At first we feared for his survival because we thought he had Virulent Systemic Feline Calicivirus – a rare and usually fatal form of a common respiratory virus. But thankfully his dedicated owners were very keen to give him every chance he had.
We kept Cooper in the practice for several days, initially feeding him via a naso-oesophageal tube. This type of feeding tube is easy to place but they are not tolerated well because of the irritation to the nasal passage and so they can only be used short term. Cooper was not keen on his! When the viral genetic PCR tests showed that he did not have Calicivirus and Cooper was holding his own we decided to place an oesophageal feeding tube to continue to feed him longer term. Oesophageal feeding tubes enter the side of the neck and so must be placed under general anaesthetic. The advantages are that the tubes are much larger and wider, allowing for a more solid diet to be fed, and that they are much better tolerated and can be used for several weeks if required. Cooper was much happier with this and actually started to eat small amounts voluntarily shortly after having his placed.
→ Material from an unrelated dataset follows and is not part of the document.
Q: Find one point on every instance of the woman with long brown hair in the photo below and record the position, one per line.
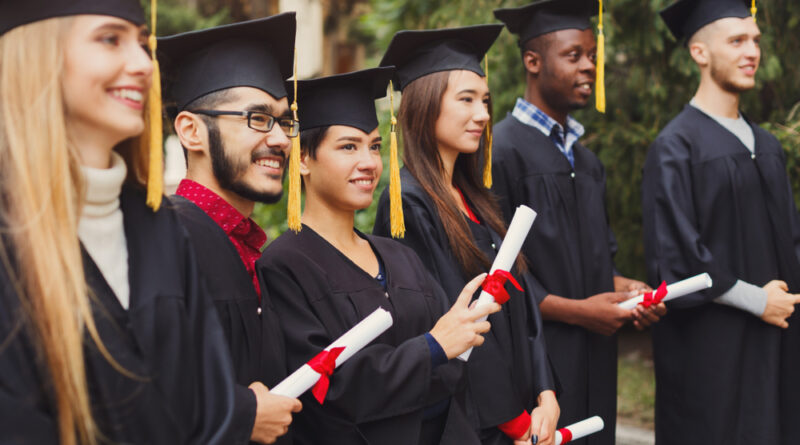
(405, 387)
(454, 224)
(104, 333)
Oesophageal feeding tube in place
Several days later Cooper developed multiple crusty lesions on his head and body, typical of pox lesions, and further viral testing confirmed that he had Feline Poxvirus, a very rare disease in cats. He is only the fourth case of Poxvirus we have seen at 387 Vets in 10 years. The disease is thought to be transmitted from rat bites – in this case Cooper will have been bitten next to his right eye, hence leading to such a severe swelling at this site.
Crusty pox lesion
Cooper is well on the way to recovery and we have no doubt he will be a happy, healthy hunter again soon!